Because of the explosion, Sedgwick County would probably consider requiring a nitrogen blanketing system for any new, similar facility, said Sedgwick County Fire Marshal Tim Millspaugh.

Millspaugh, Casten and other officials -- including Bob Benedetti, a flammable-liquids expert with the National Fire Protection Association, which sets safety codes and standards -- agreed that nitrogen blanketing is not widely used largely because of the cost. Casten said the cost is "six-figure" per facility for equipment and installation.

But even if the cost exceeds $100,000 a year, "it's better than a 20 or 30 million-dollar fire every 10 or 15 years," Millspaugh said. "If I were a plant owner, that's the way I would look at it."

Casten declined to discuss damage figures.

This year, the county's fire department plans to train at least two people to inspect above-ground storage tanks in the county fire district, Millspaugh said.

"That's not to say that an inspection would have prevented the Valley Center thing," Millspaugh said.

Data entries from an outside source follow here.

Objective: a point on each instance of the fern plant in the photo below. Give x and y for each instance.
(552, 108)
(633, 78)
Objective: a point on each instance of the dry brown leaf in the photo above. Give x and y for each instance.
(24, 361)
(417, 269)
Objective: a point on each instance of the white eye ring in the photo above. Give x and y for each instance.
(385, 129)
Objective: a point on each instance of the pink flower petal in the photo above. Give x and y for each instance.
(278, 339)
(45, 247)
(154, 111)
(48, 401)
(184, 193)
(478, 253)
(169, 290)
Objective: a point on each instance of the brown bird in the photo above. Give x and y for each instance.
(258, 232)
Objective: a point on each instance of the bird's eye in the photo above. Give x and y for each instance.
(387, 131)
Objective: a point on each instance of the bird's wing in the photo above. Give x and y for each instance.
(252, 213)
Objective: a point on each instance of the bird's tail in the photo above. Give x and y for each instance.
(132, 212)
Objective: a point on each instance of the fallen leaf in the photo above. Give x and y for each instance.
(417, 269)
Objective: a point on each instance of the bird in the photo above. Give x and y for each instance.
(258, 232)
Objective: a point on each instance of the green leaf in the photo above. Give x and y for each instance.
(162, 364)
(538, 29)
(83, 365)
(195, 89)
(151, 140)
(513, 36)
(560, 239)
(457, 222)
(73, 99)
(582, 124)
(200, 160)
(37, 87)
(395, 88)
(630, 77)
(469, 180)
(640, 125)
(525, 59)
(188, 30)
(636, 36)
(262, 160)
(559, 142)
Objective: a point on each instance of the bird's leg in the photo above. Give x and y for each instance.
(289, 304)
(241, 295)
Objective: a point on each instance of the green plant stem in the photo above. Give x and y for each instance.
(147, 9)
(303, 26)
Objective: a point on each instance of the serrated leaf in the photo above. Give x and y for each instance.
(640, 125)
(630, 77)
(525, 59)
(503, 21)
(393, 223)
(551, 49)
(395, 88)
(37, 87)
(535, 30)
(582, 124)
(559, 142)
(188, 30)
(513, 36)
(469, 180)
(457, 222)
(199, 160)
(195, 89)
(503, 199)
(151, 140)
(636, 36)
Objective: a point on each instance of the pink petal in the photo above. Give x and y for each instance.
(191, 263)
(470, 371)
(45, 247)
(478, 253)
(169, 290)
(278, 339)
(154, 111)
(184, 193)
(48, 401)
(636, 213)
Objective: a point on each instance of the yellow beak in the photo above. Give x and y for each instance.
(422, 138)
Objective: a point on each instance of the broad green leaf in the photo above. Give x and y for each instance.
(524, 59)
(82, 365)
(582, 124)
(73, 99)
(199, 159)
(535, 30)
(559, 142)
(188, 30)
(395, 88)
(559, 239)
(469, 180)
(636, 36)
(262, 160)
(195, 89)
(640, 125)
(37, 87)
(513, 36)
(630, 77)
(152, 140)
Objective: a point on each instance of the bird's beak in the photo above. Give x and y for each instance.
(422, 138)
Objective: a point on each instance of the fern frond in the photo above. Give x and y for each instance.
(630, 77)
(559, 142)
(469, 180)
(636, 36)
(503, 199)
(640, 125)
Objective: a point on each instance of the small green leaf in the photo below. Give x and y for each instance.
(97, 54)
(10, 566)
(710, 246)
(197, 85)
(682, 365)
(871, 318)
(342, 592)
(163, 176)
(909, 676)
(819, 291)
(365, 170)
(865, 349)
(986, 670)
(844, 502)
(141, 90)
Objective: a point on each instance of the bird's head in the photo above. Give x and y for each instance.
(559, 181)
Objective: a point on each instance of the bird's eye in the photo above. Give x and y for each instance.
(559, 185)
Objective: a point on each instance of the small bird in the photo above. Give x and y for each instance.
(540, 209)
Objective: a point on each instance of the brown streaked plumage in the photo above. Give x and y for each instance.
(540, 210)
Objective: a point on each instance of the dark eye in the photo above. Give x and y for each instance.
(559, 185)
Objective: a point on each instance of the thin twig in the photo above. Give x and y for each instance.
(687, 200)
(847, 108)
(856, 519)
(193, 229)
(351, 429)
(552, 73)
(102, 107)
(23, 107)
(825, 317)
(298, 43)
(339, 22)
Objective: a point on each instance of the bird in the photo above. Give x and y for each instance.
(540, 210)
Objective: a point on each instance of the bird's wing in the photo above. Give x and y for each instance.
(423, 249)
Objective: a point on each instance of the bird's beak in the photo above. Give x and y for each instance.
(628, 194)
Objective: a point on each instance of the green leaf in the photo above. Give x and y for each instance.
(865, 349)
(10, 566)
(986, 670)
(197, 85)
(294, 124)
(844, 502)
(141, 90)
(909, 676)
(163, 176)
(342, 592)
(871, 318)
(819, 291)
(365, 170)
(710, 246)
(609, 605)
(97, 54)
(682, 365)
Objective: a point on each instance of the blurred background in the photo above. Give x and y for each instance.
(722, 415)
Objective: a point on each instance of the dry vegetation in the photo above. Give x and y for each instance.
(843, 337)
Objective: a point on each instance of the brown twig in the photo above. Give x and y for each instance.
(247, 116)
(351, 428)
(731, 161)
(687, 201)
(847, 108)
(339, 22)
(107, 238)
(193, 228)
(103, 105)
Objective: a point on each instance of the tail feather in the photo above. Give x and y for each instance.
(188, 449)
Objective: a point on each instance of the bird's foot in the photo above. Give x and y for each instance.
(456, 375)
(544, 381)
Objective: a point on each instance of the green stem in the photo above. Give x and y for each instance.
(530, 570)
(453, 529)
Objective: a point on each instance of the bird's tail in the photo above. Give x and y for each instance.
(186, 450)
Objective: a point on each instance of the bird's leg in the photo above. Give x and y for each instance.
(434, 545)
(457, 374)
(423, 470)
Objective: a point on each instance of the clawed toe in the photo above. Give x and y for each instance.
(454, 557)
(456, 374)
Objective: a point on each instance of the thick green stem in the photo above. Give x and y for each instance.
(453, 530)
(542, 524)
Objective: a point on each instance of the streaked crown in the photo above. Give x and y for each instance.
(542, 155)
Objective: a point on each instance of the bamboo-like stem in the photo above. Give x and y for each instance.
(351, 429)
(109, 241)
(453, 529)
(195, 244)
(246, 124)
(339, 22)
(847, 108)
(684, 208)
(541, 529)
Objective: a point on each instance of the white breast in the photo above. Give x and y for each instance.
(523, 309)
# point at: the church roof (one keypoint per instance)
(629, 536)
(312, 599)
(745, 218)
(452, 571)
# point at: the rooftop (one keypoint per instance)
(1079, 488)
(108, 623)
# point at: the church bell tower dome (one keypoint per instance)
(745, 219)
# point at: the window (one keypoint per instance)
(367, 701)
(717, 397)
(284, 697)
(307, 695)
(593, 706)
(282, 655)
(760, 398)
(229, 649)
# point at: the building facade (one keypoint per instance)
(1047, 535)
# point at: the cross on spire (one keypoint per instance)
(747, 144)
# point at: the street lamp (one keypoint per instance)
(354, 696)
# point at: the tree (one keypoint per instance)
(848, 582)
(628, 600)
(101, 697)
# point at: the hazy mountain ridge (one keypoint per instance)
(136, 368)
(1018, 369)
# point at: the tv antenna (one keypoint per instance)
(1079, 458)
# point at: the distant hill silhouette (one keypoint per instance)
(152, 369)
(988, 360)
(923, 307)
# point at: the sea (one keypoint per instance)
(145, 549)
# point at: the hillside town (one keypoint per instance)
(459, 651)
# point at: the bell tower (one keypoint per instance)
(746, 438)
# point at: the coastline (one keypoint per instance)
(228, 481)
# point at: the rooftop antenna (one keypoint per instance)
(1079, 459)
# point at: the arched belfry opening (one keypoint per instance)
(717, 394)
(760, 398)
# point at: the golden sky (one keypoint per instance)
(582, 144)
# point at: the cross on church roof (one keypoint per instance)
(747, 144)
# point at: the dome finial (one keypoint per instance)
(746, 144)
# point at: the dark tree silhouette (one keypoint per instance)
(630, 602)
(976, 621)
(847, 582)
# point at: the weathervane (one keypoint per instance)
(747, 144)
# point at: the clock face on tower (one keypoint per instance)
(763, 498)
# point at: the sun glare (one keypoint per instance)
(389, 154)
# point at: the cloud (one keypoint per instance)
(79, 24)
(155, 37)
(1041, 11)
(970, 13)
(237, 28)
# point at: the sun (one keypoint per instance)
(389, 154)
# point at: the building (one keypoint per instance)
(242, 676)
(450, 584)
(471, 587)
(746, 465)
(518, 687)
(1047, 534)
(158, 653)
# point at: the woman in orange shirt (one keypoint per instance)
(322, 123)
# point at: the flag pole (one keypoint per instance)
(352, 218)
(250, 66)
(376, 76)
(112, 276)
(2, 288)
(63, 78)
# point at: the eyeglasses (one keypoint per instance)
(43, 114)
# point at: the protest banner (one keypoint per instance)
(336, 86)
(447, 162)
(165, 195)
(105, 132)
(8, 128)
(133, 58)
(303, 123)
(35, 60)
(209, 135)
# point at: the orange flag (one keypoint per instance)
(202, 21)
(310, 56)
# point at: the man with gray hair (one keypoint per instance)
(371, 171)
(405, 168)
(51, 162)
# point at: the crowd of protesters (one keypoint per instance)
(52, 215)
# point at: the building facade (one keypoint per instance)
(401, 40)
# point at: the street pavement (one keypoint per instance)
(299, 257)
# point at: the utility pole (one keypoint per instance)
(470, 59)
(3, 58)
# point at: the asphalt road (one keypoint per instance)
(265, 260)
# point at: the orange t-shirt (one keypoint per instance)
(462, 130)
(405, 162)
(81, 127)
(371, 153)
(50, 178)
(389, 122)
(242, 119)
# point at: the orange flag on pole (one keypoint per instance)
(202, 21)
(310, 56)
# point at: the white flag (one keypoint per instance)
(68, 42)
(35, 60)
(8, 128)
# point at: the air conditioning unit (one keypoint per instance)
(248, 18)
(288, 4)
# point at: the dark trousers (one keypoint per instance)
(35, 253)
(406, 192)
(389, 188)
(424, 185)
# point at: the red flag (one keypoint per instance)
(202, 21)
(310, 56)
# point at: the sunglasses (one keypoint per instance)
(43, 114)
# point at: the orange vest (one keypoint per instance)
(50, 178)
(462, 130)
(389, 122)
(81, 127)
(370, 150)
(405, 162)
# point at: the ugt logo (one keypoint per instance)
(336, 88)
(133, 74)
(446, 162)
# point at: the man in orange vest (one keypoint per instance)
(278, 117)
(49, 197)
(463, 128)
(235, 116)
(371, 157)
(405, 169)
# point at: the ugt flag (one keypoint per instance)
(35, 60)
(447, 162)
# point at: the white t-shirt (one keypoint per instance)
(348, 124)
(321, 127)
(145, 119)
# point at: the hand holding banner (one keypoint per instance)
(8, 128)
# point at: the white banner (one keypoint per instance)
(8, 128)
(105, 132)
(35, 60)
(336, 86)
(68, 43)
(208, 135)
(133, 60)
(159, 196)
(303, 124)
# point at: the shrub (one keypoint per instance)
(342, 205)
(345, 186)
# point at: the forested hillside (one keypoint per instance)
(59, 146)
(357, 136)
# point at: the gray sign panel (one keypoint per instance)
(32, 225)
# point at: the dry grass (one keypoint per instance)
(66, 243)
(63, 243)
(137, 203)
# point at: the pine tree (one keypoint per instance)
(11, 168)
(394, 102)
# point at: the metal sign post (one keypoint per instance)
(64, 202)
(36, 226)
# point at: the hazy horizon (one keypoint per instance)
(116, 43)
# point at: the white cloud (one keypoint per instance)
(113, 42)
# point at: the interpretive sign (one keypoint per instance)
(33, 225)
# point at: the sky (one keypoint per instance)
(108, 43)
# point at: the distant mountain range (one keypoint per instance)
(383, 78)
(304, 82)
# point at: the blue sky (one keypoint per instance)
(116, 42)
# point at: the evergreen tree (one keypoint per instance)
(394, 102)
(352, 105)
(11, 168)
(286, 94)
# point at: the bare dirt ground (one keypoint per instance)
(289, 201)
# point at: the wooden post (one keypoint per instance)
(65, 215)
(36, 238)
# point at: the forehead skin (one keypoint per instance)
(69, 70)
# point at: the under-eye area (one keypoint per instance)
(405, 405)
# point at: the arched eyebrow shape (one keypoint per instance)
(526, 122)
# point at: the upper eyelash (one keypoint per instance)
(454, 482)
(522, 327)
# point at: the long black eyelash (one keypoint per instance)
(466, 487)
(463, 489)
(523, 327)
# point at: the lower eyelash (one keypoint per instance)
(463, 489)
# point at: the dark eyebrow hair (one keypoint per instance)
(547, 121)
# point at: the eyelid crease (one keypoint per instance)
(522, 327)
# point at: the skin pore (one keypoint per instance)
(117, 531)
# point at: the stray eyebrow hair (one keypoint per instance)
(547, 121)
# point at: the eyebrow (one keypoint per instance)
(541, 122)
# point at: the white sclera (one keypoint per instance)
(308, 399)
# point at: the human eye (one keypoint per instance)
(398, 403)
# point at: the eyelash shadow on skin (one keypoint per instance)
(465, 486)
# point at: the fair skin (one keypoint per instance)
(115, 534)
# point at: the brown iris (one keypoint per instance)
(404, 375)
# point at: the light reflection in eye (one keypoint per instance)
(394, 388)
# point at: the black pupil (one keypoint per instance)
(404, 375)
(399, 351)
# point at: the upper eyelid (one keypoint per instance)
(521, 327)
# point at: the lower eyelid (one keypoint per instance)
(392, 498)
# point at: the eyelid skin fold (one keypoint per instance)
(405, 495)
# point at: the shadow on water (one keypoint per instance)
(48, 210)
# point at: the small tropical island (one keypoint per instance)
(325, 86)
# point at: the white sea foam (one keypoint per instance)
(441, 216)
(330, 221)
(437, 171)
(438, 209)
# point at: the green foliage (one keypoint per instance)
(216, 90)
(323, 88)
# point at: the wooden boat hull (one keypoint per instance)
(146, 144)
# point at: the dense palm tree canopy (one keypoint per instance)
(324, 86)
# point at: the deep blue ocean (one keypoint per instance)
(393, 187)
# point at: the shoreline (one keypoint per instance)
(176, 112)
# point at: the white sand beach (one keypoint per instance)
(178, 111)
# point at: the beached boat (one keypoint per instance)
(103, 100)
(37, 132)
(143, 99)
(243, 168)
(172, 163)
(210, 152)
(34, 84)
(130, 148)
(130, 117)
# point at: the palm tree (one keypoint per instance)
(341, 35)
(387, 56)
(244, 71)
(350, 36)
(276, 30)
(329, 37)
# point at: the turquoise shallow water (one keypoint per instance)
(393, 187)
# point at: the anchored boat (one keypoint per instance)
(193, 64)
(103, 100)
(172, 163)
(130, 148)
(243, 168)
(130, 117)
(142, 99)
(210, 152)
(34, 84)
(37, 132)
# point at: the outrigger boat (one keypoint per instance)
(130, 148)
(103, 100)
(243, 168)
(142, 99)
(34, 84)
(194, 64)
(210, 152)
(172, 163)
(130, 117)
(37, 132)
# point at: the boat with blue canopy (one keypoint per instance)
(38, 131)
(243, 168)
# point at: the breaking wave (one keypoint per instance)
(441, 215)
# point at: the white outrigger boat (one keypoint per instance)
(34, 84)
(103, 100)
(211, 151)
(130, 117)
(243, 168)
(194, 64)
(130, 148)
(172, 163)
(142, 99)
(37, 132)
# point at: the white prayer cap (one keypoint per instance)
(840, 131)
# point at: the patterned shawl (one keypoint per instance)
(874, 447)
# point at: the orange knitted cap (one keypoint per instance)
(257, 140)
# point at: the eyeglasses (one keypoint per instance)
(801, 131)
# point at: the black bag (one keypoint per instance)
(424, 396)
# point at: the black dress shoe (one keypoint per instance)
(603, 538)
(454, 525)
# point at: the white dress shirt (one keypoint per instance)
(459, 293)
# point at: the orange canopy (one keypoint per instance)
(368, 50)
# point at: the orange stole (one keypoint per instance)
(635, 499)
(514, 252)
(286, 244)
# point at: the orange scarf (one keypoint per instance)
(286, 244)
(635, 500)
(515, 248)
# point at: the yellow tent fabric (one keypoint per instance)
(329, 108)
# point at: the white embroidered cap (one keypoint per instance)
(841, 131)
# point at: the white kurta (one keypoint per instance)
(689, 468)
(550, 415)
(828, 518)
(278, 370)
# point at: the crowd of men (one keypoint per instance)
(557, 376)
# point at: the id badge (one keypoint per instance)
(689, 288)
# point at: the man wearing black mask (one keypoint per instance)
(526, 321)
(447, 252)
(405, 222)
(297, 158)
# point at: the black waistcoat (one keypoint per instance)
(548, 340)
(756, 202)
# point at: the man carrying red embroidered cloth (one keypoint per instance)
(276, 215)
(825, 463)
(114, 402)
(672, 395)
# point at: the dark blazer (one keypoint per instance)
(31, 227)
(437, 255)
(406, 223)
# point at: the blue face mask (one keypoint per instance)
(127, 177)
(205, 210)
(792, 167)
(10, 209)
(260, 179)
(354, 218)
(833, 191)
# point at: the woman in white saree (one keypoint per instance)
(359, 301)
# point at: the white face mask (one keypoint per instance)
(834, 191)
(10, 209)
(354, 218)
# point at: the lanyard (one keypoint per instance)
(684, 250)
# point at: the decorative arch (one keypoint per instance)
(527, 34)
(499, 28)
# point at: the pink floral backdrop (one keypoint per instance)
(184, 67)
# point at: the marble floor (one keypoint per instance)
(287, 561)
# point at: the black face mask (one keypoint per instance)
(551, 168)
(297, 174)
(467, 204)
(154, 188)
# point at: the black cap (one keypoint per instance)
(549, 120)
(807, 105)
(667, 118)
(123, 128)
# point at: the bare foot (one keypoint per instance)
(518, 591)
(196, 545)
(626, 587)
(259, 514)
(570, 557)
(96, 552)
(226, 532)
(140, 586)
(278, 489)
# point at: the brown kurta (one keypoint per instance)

Still, inspectors could check for such features as grounding equipment to help prevent fires and explosions and dikes to contain material, he said.

The county would not inspect in Valley Center because the city has its own fire department and is outside the fire district, Millspaugh said.

Valley Center would rely on the state fire marshal's office for tank inspections, said Kristine Polian, the city clerk. The city's fire department doesn't have the personnel and expertise to do the job, she said.

The state fire marshal's office has said it never inspected Barton' 43-vessel tank farm because it lacks staffing and the expertise.

Next step for Barton

Before the explosion, Casten said, Barton Solvents thought it had enough safeguards in place, including adequate grounding. Grounding is designed to safely divert an electrical charge.

Using nitrogen blanketing would be the company's next step, Casten said. The company is constructing a nitrogen system at its 31-tank facility in Kansas City, Kan.

"We want to install one and see how it works," he said.

Besides enhancing safety, a nitrogen system also decreases solvent emissions, he said.

If the nitrogen system at Kansas City passes the test, it would be installed companywide, he said.